Simulações foram utilizadas também por Abdallah e Ludden (1995) para avaliar o impacto da variabilidade intra-individual da constante de absorção

(Ka) e clearance intrínseco (Clint) sobre o resultado de estudos de

bioequivalência. A partir das simulações, os autores concluíram que, em relação à constante de absorção, quanto maior a variabilidade intra-individual, menor número de estudos apresentaram resultados de IC 90% dentro dos limites preconizados pelas agências reguladoras (80-125%) para o parâmetro farmacocinético Cmax, mas ASC não foi significativamente afetada. Por outro

lado, quando se avaliou a variabilidade intra-individual do Clint observou-se que

ambos os parâmetros farmacocinéticos são influenciados, com maior impacto sobre ASC.

3.5CEFADROXILA

O espectro antimicrobiano da cefadroxila inclui importantes bactérias Gram-positivas e Gram-negativas usualmente associadas a infecções do trato respiratório, sendo, portanto, empregada no tratamento de infecções desta via já que este fármaco é mais efetivo que as penicilinas no tratamento de faringite provocada por streptococos (Barbhaiya, 1996; Mandell & Petri, 2001). Estudos comprovam ainda a eficiência da cefadroxila no tratamento de infecções do trato urinário, na pele e nos tecidos (Tanrisever & Santella, 1986; Otoom et al., 2004).

A dose recomendada deste fármaco, para adultos, é de 1 a 2 gramas ao dia, igualmente divididas a cada 12 horas ou uma vez a cada 24 horas. Para crianças recomenda-se 30 mg/kg ao dia, divididas a cada 12 horas. As doses e a freqüência da administração devem ser modificadas dependendo do grau de insuficiência renal, gravidade da infecção e suscetibilidade do microrganismo causador da infecção (Korolkovas, 1999; Mandell & Petri, 2001).

A cefadroxila é administrada oralmente e é estável em meio ácido, sendo rápida e completamente absorvida no trato gastrintestinal. A presença de alimentos não afeta a extensão da absorção e o pico de concentração plasmática da cefadroxila. Sua absorção é mediada por carreadores e é saturável somente em altas doses (Tanrisever & Santella, 1986; Garrigues et

al., 1991; Barbhaiya, 1996; Drug Information, 2005).

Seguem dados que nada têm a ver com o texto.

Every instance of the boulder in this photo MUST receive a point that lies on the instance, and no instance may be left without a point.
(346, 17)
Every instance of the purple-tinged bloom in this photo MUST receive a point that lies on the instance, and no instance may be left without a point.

Quando administrada sob formas farmacêuticas sólidas, valores menores de concentração plasmática máxima (Cmax) de cefadroxila e maior

tempo para se atingir esta concentração (tmax), podem ser atribuídos à taxa de

absorção e eliminação deste fármaco são dose-dependente até 30 mg/kg (Garrigues et al., 1991; Barbhaiya, 1996).

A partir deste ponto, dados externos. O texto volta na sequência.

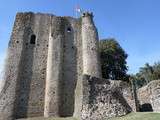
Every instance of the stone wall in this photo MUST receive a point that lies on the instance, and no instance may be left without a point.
(104, 98)
(25, 72)
(149, 96)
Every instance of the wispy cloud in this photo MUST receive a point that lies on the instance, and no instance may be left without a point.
(136, 61)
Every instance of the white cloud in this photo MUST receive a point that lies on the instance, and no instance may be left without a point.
(137, 61)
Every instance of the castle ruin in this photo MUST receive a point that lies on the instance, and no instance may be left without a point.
(53, 69)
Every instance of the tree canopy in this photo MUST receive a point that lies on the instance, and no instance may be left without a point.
(147, 74)
(113, 60)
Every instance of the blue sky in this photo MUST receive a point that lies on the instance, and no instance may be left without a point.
(134, 23)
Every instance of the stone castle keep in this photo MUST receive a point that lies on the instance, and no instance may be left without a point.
(53, 69)
(44, 64)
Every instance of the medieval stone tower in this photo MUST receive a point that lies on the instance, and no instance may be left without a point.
(47, 56)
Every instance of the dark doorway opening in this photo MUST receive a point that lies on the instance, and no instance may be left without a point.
(147, 107)
(33, 39)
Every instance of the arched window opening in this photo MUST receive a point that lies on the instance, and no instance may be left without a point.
(33, 39)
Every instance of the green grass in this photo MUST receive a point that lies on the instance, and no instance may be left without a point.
(139, 116)
(41, 118)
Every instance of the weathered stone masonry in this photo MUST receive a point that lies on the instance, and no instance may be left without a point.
(53, 69)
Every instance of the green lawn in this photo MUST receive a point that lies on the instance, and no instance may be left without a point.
(139, 116)
(40, 118)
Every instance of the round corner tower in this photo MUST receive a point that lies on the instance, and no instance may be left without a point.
(90, 53)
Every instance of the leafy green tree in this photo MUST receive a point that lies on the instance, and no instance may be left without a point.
(113, 60)
(146, 74)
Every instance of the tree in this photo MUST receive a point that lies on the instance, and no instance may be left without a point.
(113, 60)
(147, 73)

Após administração oral de dose única de 500 mg, em adultos sadios com função renal normal, o pico de concentração plasmática de cefadroxila é atingido entre uma e duas horas, com valores médios de aproximadamente 10 a 18 µg/mL. Para dose única de 1000 mg em cápsulas, esses valores situam- se entre 24 e 35 µg/mL (Barbhaiya, 1996; Kano, 2002; Otoom et al., 2004).

A cefadroxila é amplamente distribuída nos tecidos e fluidos biológicos, sendo detectável nos pulmões, fígado, vesícula biliar, ossos, músculos, cápsula sinovial, próstata, e na maioria dos fluidos corporais (Tanrisever & Santella, 1986; Korolkovas, 1999).

A biodisponibilidade deste fármaco, estimada a partir de seus níveis plasmáticos ou da quantidade excretada acumulada na urina após 24 horas, é bastante elevada, com média acima de 90%, em indivíduos com função renal normal (Garcia et al., 1993; El-Gindy et al., 2000; Drug Information, 2005).

A meia-vida de eliminação da cefadroxila é de aproximadamente 2 horas em adultos com função renal normal. 70% a mais de 90% de uma dose única de 500 mg ou 1000 mg são excretadas na urina na forma inalterada, por filtração glomerular e secreção tubular, no intervalo de 24 horas, principalmente nas primeiras 6 a 9 horas após administração oral. (Welling et al., 1985; Piotrovskij et al., 1995; Barbhaiya, 1996; Korolkovas, 1999; Mandell & Petri, 2001; Drug Information, 2005).